It is possible to change any identification number sending to operator? Like a Number IMEI or something like that?


----------



## Phishfry (Mar 23, 2016)

Bullet point #3 here shows what is needed.
https://www.reddit.com/r/privacy/comments/3msmhk/things_have_changed_we_need_to_stop_being_afraid/


----------



## Handy92 (Apr 2, 2016)

https://www.freebsd.org/cgi/man.cgi?acpi_hp

I do not have ye WWAN module but this is something for it.


----------



## Phishfry (Apr 2, 2016)

I find the Sierra modules seem to be the least hassle. Previously my go-to module was the MC7700 and now MC7355. Both do LTE and work without effort in pfSense and FreeBSD with PPP or mpd5.
Dell branded DW5808 modules can be converted to OEM MC7355 VID/PID with AT commands and then work without effort in FreeBSD. Linux Live used for the conversion. Cheap on ebay.

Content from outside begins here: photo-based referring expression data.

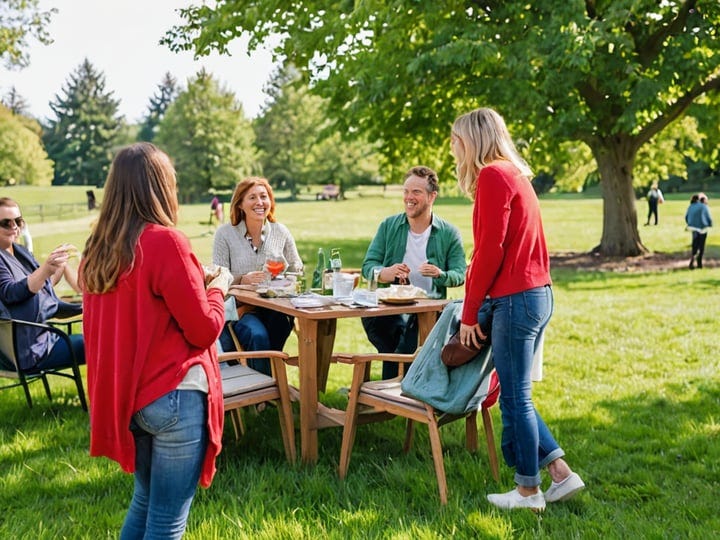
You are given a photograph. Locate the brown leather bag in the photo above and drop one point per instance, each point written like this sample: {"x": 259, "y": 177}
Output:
{"x": 454, "y": 353}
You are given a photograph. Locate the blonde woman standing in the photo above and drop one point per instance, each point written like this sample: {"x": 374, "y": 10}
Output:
{"x": 511, "y": 266}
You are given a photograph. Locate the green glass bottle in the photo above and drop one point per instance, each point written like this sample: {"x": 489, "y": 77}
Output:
{"x": 317, "y": 282}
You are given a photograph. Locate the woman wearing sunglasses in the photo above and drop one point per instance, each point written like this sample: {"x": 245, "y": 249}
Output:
{"x": 26, "y": 293}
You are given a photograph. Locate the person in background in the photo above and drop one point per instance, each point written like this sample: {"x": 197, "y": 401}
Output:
{"x": 243, "y": 246}
{"x": 69, "y": 273}
{"x": 654, "y": 198}
{"x": 698, "y": 221}
{"x": 216, "y": 211}
{"x": 510, "y": 264}
{"x": 26, "y": 238}
{"x": 26, "y": 293}
{"x": 414, "y": 247}
{"x": 150, "y": 325}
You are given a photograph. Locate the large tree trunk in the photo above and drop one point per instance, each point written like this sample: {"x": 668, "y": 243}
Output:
{"x": 615, "y": 156}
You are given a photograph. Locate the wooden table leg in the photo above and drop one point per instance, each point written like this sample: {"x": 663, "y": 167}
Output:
{"x": 325, "y": 344}
{"x": 308, "y": 366}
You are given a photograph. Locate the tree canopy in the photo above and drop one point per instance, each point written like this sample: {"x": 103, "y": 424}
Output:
{"x": 81, "y": 137}
{"x": 23, "y": 159}
{"x": 21, "y": 20}
{"x": 298, "y": 144}
{"x": 609, "y": 75}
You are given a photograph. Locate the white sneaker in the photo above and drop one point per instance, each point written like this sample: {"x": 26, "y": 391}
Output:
{"x": 513, "y": 499}
{"x": 562, "y": 491}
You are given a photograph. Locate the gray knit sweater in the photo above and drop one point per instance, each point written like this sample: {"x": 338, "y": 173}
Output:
{"x": 232, "y": 250}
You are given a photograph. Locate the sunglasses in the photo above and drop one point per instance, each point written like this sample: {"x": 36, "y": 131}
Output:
{"x": 7, "y": 223}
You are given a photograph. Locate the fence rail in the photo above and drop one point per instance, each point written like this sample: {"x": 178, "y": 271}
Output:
{"x": 53, "y": 212}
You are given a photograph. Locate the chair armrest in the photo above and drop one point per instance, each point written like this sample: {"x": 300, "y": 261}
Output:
{"x": 48, "y": 327}
{"x": 240, "y": 355}
{"x": 67, "y": 309}
{"x": 348, "y": 358}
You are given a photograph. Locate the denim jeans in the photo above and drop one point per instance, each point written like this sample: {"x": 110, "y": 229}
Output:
{"x": 171, "y": 437}
{"x": 518, "y": 322}
{"x": 259, "y": 330}
{"x": 392, "y": 334}
{"x": 60, "y": 355}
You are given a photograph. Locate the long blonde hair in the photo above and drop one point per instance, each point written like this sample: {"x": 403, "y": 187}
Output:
{"x": 482, "y": 137}
{"x": 140, "y": 189}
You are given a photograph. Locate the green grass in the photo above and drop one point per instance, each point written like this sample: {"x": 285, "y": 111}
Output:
{"x": 631, "y": 391}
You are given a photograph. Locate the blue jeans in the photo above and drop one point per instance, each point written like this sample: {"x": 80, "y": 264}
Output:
{"x": 259, "y": 330}
{"x": 170, "y": 441}
{"x": 518, "y": 322}
{"x": 392, "y": 334}
{"x": 60, "y": 355}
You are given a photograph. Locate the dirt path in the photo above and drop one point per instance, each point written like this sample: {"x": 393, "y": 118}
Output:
{"x": 653, "y": 262}
{"x": 81, "y": 224}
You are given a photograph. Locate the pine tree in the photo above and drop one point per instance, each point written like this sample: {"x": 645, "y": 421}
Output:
{"x": 208, "y": 137}
{"x": 167, "y": 92}
{"x": 81, "y": 138}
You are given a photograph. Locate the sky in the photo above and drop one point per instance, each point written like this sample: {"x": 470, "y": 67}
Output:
{"x": 120, "y": 38}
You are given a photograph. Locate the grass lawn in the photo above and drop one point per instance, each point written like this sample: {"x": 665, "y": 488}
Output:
{"x": 631, "y": 391}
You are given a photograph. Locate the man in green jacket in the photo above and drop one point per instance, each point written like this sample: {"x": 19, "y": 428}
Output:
{"x": 415, "y": 247}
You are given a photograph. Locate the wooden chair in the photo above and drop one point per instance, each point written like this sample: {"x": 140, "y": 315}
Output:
{"x": 10, "y": 366}
{"x": 382, "y": 400}
{"x": 243, "y": 386}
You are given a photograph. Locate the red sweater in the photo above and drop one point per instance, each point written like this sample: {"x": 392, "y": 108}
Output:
{"x": 509, "y": 254}
{"x": 142, "y": 337}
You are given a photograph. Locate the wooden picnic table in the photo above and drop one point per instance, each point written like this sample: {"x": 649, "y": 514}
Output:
{"x": 316, "y": 338}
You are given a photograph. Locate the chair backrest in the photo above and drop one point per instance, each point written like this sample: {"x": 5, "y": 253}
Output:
{"x": 8, "y": 360}
{"x": 243, "y": 386}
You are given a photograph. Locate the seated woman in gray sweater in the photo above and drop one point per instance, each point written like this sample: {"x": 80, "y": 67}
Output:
{"x": 243, "y": 245}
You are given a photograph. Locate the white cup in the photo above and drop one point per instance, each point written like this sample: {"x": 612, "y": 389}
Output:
{"x": 343, "y": 284}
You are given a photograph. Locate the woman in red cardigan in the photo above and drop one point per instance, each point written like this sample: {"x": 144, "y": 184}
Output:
{"x": 510, "y": 265}
{"x": 150, "y": 327}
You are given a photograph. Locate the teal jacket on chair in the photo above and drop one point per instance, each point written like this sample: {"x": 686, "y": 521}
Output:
{"x": 451, "y": 390}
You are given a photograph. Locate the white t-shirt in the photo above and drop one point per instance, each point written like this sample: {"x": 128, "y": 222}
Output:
{"x": 415, "y": 255}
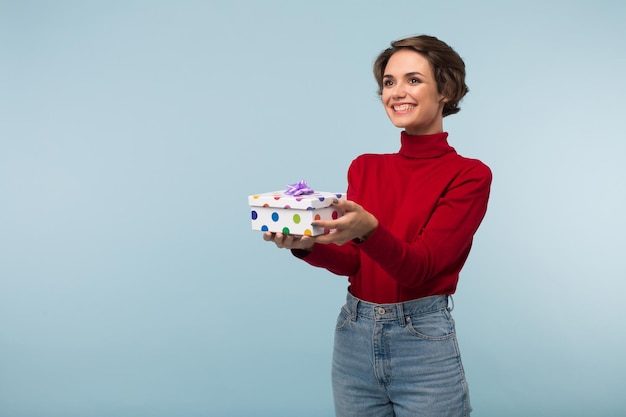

The newer MC7355 modules can be flashed with firmware to either GSM or CDMA as well.
North American Carriers have firmware and there is a Generic.
There are European versions that have MC7305 moniker.


----------



## gratis (Mar 21, 2019)

Phishfry said:


> Here are my ATT files to save you some time. You will need to change the cuaU0. device to yours and change to your APN.
> 
> mpd.conf
> 
> ...



Curious, have attempted to use net/mpd5 instead of PPP in v12.0 for a Sierra LTE modem with Verizon. However, if the "set iface route default" directive is used in mpd.conf, the kernel crashes immediately after successful negotiation. 

Not clear on how to set the default route, which it appears the in-kernel PPP has been tweaked to handle quite well. 

Are you still using this configuration, and does it still work for you?


----------